What I discovered when I started to ride back down the mountain was that my hamstrings were so wasted that I couldn't even pedal. They hurt so much that I could barely sit on my saddle. Basically I coasted the entire way down the mountain, barely able to turn my pedals such that I could even take the corners safely. When I got back down to my car, I had to get off my bike and walk up the small hill to where my car was parked, my legs were that dead. It took a day or so of recovery for me to be able to walk properly after this experience.

The next Saturday, June 21, I headed back to Palomar determined to put some of the lessons learned from the previous week (more re-learned I guess, as I learned many of these lessons last year) into action. First off, I put some dextrose into my water bottles so that I'd have more sugar going into my system during the climb. Second, I got started much earlier in the morning so that I could avoid the 100 degree temperatures that are typical for inland San Diego county this time of year. Finally, I resolved to climb the mountain a little more smartly, namely go at my threshold for 10 to 20 minutes, then take it easy for 3 minutes to recover, then go back to threshold, etc. This approach has worked well for me in the past. I still worked my ass off getting to the top of the mountain, but at least I got there in one coherent, functioning piece.

For the purposes of comparison, here is my power output for a trip up Palomar in February 2007:

Here's the June 14, 2008 climb:

And here's my power output from last Saturday:

A few things are pretty obvious here:

1. The June 14th image shows how my power (the yellow line) was reasonably consistent for the first 60 to 75% of the climb. Then it slowly fades lower and lower.
2. If you compare the June 21, 2008 and 2007 output, you can see that back in 2007 I was able to keep my power closer to 300 watts on most of the hard efforts. In 2008, the harder efforts were closer to 250 to 275 watts. So, I'm definitely not as strong as I was back in 2007. No real news here; a guy with one leg that is only half as strong as what it used to be, and who can't really pull up on one of his legs when he pedals isn't going to be as strong as he once was.

I'm still really happy however. I can still remember when I was lying in a hospital bed thinking how great an accomplishment it would be if I could ever even ride a bike again. Being able to climb one of the highest mountains in Southern California wasn't something that even entered my thoughts at that time. Being able to climb a mountain like Palomar validates that all the hard work I've put in to my recovery over the past year or so has been well worth it.

Tuesday, May 6, 2008

Training Goals - Century Ride

I've signed up for this year's MS 150 ride. If you're interested in sponsoring me, you can do so at the following URL:

Eric's MS150 Page

As outlined at the bottom of the site, one of my goals for this year is to complete a century ride. I'm not ready to put in a 100 miles in one sitting just yet, but ought to be in pretty good shape to do so by mid October.

Sunday, May 4, 2008

Force work in the hills

This past Friday (5/2) I did the first force focussed workout I've done since I hurt myself. The Cyclist's Training Bible F1 workout is an introductory force focussed workout. As you progress through the training phases, the force workouts graduate to F2 and F3.

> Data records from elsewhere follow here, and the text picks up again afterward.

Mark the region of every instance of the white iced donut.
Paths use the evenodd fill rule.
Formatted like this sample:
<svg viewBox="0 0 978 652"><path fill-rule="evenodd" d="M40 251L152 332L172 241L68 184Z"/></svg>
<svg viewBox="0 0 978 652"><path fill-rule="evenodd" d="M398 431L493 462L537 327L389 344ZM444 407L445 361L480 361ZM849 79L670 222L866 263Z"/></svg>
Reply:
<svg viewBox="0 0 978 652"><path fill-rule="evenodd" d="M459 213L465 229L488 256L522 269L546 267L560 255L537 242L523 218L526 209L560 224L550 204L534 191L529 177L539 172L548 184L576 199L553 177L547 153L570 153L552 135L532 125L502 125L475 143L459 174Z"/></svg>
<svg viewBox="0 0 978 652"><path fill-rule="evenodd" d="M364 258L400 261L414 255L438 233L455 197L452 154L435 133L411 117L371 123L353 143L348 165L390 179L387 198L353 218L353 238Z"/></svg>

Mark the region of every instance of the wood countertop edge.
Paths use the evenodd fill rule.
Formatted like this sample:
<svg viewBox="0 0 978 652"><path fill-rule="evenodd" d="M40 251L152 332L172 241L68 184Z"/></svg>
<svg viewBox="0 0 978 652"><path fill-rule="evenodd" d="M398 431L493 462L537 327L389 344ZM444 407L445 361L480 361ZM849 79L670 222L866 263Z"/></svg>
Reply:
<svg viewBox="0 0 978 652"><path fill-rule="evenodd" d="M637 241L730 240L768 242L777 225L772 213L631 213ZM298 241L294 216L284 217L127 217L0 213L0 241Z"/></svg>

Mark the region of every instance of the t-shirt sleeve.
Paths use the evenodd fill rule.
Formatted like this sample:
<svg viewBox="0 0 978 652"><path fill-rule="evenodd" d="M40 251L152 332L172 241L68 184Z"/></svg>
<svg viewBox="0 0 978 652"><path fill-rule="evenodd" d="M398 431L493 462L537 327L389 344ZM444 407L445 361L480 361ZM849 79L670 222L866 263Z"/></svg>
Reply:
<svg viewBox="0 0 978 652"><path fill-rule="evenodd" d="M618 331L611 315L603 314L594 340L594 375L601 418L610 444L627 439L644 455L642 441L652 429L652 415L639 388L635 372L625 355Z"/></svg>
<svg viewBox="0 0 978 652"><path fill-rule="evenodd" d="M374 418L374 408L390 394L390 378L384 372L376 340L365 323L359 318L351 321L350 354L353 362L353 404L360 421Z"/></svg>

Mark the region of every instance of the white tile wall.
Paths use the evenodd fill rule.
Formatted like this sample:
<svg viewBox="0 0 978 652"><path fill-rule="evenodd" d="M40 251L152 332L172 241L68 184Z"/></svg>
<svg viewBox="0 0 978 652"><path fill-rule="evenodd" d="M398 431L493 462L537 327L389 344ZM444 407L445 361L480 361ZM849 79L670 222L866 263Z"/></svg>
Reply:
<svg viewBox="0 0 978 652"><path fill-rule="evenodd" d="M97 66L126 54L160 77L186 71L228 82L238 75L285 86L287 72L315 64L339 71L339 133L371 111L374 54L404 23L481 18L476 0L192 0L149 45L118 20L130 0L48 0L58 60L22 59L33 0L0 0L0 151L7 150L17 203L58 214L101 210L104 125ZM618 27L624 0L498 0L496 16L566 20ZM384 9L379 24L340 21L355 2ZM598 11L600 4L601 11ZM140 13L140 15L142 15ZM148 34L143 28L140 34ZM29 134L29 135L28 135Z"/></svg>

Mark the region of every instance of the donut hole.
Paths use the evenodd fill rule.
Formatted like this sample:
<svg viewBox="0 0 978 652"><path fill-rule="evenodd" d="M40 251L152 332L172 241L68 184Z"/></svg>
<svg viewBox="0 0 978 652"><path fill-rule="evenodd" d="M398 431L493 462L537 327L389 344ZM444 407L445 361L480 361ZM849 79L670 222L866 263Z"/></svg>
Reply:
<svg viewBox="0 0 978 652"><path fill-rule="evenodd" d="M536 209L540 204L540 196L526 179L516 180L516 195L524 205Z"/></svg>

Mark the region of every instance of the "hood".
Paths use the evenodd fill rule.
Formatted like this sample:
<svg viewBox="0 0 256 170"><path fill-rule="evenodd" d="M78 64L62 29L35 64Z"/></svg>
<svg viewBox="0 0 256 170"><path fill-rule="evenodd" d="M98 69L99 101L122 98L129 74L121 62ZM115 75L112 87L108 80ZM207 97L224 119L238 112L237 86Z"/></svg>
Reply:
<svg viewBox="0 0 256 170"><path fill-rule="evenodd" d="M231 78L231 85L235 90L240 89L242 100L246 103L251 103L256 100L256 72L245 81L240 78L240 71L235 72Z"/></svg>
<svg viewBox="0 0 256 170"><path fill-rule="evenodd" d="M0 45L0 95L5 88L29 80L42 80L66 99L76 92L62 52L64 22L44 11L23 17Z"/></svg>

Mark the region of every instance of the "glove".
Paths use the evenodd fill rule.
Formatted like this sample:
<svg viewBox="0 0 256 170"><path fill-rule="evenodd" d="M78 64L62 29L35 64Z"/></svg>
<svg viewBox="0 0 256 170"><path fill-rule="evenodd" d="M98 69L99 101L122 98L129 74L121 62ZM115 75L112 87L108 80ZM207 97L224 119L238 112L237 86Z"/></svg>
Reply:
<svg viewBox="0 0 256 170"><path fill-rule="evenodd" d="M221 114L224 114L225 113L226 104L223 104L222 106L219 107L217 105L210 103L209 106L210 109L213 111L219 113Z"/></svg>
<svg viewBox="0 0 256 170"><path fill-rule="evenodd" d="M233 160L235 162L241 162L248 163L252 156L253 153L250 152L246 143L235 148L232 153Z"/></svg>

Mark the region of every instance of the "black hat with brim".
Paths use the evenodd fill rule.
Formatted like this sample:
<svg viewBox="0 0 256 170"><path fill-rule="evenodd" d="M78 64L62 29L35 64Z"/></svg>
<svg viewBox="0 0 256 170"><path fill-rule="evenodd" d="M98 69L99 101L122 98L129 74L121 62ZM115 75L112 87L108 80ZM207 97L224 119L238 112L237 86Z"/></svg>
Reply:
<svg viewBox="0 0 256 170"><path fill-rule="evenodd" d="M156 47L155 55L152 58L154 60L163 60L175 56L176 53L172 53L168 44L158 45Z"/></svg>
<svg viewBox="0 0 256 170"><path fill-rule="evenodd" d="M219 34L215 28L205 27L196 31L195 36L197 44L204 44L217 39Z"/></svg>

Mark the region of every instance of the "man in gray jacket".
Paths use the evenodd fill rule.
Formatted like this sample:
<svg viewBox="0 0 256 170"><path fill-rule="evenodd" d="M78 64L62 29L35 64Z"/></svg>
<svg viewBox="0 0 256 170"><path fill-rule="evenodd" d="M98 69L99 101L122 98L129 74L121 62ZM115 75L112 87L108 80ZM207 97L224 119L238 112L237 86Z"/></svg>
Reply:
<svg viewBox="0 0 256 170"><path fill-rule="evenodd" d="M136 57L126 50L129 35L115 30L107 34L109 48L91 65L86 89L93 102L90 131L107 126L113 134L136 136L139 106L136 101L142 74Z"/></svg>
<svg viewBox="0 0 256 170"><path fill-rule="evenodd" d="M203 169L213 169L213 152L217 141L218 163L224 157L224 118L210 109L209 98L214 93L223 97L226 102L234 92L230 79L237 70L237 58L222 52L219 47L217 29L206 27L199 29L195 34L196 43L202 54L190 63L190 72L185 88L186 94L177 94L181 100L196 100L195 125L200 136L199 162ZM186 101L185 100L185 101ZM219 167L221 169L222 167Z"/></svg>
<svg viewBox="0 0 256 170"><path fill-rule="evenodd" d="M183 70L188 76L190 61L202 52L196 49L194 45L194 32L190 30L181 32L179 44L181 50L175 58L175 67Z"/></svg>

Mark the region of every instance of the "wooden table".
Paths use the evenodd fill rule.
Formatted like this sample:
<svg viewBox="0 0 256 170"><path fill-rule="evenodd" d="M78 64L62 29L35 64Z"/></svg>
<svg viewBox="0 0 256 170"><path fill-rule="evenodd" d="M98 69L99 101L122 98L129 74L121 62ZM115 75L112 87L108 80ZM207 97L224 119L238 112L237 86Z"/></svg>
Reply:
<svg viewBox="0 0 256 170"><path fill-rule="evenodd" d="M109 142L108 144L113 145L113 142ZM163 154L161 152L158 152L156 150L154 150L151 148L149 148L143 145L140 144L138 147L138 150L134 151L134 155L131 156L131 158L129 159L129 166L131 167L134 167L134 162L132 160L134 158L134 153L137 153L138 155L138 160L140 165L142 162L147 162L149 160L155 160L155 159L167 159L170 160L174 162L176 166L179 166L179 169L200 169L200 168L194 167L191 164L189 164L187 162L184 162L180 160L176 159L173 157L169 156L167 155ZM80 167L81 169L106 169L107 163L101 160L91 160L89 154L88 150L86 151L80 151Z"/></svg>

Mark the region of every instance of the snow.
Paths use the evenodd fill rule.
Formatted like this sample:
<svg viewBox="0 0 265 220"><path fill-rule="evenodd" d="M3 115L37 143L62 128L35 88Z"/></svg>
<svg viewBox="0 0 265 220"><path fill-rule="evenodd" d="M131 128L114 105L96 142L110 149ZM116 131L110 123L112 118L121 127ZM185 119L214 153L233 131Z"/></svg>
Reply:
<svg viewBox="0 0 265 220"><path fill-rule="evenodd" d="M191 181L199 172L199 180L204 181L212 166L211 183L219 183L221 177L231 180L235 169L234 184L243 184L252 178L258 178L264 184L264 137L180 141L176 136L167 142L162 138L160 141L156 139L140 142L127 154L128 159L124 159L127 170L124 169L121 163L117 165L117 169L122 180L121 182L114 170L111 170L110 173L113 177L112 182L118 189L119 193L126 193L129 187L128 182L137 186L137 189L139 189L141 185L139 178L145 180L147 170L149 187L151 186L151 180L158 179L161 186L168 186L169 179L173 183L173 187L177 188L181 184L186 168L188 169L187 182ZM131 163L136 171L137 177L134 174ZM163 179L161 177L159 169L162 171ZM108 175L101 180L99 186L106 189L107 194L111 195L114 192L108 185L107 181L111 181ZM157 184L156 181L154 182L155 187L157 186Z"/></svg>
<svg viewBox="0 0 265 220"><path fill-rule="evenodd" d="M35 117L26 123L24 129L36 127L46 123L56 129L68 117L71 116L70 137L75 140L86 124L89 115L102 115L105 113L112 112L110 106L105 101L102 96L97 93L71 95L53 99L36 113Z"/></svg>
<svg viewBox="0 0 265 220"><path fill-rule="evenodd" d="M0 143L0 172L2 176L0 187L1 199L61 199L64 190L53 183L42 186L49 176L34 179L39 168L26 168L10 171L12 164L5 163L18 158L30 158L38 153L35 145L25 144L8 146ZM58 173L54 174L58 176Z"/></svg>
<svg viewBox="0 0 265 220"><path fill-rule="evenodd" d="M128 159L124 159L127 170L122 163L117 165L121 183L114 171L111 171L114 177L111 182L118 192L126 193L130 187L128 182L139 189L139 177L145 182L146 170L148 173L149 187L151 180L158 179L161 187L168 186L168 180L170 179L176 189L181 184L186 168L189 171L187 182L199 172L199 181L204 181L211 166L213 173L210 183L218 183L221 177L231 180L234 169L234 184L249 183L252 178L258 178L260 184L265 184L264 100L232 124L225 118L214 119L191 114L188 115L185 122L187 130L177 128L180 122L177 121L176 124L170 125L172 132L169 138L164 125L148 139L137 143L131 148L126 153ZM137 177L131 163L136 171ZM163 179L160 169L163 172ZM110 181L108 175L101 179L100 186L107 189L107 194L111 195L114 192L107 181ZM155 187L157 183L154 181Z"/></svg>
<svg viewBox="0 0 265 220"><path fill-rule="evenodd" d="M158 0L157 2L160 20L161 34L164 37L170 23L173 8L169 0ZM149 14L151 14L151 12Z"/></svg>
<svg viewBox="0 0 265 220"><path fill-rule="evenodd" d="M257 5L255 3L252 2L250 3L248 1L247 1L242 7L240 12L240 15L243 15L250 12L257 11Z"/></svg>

F1 is moderate hills, the goal being to start out with an hour workout where you ride several hills of up to a 6% grade that take up to 3 minutes to ascend. The biggest goal in this workout is to stay seated on all climbs and concentrate on pedaling from the hips. Each week you add 15 minutes or so to the total workout time.

F2 is long hills; up to 8% grades and 6 minute climbs.

F3 is steep hills; more than 8% grades and 2 minute climbs.

Personally I find that these time guidelines are for babies. For the F1 workouts I normally do repeats up and down the north 101 climb of Torrey Pines. It's about a 5% grade that takes between 8 and 8.5 minutes to climb. So for an hour workout I ride from my place down to the foot of the climb, do 4 repeats and ride back home.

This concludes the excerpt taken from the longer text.